Belfast Telegraph

Saturday 20 September 2014

Factory collapse deaths reach 761

Workers and army personnel use heavy machinery as they work to clear the site of the collapsed factory in Bangladesh (AP)

The death toll from a collapsed building housing five garment factories has risen to 761 as authorities started disbursing salary and other benefits to the survivors in the country's deadliest industrial disaster.

According to a control room at the scene, rescue workers recovered more bodies out of the wreckage of the eight-story Rana Plaza that was packed with morning-shift workers when it collapsed on April 24 outside the nation's capital.

There is no clear indication on how many bodies still remain trapped in the debris as the exact number of people inside the collapsed building at the time of the collapse was unknown. More than 2,500 people were rescued alive.

The Bangladesh Garment Manufacturers and Exporters Association, or BGMEA, had earlier said 3122 workers were employed in the factories, but it was not clear actually how many were there when it collapsed.

The disaster is the worst ever in the garment sector, far surpassing a fire that killed about 260 people in Pakistan and another in Bangladesh that killed 112 last year, as well as the 1911 garment disaster in New York's Triangle Shirtwaist factory that killed 146 workers.

After hundreds of garment factory workers protested for compensation on Tuesday morning, authorities started disbursing salary and other benefits.

Maj Gen Chowdhury Hasan Suhrawardy, a top military official in the area, said some 400 workers gathered on Tuesday night to get dues and benefits.
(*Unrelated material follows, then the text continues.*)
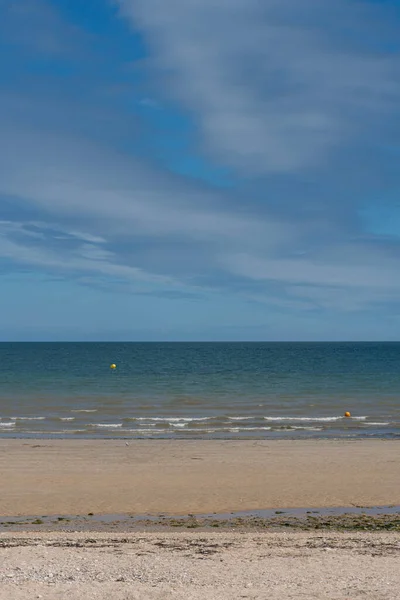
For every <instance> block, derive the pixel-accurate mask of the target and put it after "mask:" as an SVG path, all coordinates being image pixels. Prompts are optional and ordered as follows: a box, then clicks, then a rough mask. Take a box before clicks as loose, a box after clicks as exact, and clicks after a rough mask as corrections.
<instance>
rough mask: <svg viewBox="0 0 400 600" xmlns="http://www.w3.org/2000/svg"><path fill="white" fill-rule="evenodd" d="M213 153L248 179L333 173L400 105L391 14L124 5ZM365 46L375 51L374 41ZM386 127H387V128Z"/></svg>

Officials helped BGMEA disburse the amount.

Rafiqul Islam, an official of the industry association, said it has yet to get the full list of the workers but the disbursement would continue in phases.

The is no specific deadline to complete the recovery operation at the building site as authorities said it would continue until all bodies and debris are removed.

Officials say the building's owner illegally added three floors and allowed the garment factories to install heavy machines and generators, even though it was designed as a market and an office building.